Baku, March 12, AZERTAC
Near the village of Shahnazarli to this day you can see the ruins of the ancient city. As a result of archaeological excavations conducted in 1979-1989 on both banks of the Shabran River, scientists discovered the ruins of the city of the same name, whose territory was 450 square kilometers.
It was a city based on the Great Silk Road in the 6th century. In the 7th century the city was captured by the Arabs, and in the 9th-10th centuries turned into one of the largest administrative, commercial and cultural centers of the region. In the 10th-12th centuries Shabran was one of the political centers of the Shirvanshah state. Dungeons and family tombs of Shirvanshah rulers were located here. According to written sources, the Shirvanshah Ibrahim arranged a large feast in Shabran in honor of Tamerlane, who defeated the Golden Horde Khan Tokhtamysh.
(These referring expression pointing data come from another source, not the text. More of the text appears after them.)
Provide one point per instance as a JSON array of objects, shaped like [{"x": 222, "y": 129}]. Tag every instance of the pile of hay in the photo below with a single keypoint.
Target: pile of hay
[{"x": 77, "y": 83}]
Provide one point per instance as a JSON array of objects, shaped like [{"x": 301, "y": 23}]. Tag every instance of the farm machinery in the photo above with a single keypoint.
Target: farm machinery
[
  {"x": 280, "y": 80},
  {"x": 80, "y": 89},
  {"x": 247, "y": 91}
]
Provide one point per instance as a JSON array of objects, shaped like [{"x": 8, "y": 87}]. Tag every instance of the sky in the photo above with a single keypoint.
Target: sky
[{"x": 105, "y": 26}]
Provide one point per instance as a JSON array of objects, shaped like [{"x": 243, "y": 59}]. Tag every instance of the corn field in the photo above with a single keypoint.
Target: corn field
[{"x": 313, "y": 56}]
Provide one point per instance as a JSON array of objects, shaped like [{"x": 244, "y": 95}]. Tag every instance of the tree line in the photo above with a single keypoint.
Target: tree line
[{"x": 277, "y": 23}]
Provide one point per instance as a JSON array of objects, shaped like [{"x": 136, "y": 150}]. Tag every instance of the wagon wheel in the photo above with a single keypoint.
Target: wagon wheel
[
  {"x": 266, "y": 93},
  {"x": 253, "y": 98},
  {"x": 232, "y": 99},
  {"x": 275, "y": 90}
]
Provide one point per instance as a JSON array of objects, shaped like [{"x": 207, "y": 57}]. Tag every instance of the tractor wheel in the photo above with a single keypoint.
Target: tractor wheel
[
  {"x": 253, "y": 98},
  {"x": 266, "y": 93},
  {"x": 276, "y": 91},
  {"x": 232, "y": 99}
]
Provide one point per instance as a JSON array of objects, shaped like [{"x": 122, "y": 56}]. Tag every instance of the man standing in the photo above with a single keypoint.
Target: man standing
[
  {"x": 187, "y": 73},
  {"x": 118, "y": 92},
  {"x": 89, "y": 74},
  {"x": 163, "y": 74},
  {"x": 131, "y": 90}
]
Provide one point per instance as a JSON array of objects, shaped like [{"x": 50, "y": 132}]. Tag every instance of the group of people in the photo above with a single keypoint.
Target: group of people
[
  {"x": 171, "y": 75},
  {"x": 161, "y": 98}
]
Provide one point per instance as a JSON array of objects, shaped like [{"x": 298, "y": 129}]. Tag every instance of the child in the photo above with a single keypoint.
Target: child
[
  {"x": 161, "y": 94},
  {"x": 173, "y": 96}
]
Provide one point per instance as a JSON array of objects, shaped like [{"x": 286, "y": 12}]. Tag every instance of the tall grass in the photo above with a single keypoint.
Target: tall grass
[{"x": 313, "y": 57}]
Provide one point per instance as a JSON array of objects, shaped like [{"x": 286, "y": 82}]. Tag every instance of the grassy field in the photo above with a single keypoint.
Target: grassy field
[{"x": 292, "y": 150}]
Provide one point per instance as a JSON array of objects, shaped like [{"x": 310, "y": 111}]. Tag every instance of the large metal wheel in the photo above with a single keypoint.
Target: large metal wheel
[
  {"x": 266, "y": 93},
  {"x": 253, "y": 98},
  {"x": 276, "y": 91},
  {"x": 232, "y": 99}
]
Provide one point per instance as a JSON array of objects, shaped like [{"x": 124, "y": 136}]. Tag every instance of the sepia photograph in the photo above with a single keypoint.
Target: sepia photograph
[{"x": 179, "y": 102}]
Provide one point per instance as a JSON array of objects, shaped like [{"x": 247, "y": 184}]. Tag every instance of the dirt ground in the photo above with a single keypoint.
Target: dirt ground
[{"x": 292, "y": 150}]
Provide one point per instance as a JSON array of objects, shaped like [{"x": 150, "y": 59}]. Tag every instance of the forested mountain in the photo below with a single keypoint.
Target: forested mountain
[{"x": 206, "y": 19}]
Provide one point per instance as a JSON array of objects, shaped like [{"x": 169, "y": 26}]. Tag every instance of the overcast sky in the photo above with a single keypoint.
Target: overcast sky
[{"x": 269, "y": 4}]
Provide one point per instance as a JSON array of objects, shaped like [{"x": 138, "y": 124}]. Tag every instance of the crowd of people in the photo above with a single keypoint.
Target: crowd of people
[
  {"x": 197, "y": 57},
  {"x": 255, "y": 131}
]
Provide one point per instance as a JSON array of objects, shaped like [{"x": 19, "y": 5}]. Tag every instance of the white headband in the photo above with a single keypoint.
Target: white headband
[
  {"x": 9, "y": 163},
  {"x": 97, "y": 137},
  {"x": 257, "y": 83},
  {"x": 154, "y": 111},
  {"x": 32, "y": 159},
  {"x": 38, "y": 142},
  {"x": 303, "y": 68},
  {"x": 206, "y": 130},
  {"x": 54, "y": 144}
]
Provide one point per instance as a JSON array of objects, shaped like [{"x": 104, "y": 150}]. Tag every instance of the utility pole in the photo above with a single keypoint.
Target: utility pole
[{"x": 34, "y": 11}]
Shabran was a multi-ethnic city. In addition to the main inhabitants - Muslims, there were also Christians and Jews. The local population was engaged in ceramic craft. Under the ruins of the ancient city, archaeologists have discovered elements of the sewer system. Belonging to the 9th century a covered sewer system made of stone and brick made it possible to discharge waste water directly into the river. The first street in Azerbaijan was discovered on the territory of Shabran. And clay earthen furnaces of the baker’s quarter have survived to this day. Coins found during excavations show that back in the Middle Ages, copper and jewelry, weapons manufacturing was developed in this city.
Several versions are associated with the etymology of the toponym "Shabran". According to one of them, the name of the city consists of two parts: "Shab" - night and "wounds" - place, space. Today in its place is a museum-reserve.